The shortest and steepest railroad in the United States is located in Dubuque. The track is 296 feet (90 meters) long and rises at an incline of 60 degrees to a height of 189 feet (58 meters). The railroad was built in 1882 by a local banker, J. K. Graves. It still operates today and is called the Fenelon Place Elevator.
The red Delicious apple, the top-selling apple in the United States, was developed on an orchard near East Peru. Shoots from the stump of a stray apple tree began producing fruit on Jesse Hiatt's orchard in the 1880's. Hiatt entered the new variety, which he called the "Hawkeye" apple, in an apple contest and won. In 1895, Stark Brothers Nursery purchased rights to the apple, renaming it Delicious. Offshoots of the original tree still produce apples on the same site.

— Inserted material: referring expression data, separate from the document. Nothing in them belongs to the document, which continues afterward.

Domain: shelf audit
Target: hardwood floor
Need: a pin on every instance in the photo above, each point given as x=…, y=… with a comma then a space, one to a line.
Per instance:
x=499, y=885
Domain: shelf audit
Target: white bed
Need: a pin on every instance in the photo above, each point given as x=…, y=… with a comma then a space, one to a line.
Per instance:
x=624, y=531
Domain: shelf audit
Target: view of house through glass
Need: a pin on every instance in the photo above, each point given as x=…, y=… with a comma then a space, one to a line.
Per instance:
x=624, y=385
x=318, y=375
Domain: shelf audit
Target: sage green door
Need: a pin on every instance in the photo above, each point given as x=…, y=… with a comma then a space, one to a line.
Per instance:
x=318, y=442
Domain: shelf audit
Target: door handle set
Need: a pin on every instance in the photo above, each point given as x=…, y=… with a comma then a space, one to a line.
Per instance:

The Kate Shelley Bridge was named after a heroic Iowan who saved hundreds of lives through her courage. During a storm in the summer of 1881, teen-ager Kate Shelley heard a crash near her home in Boone County, Iowa. A railroad bridge had collapsed, and a small switch locomotive lay in a creek below. Kate knew an express passenger train was due shortly, and she hurried to the nearest station at Moingona. She made a dangerous crossing of the railroad bridge over the rushing Des Moines River and arrived at the station in time for a railway crew to stop the passenger train. Parades were held in Kate's honor, and streets and parks throughout the state were named for her. When the Chicago and NorthWestern Railway built a new bridge over the Des Moines River in 1901, they named it the Kate Shelley Bridge. The bridge is one of the highest and longest double-track bridges in the world and still stands today.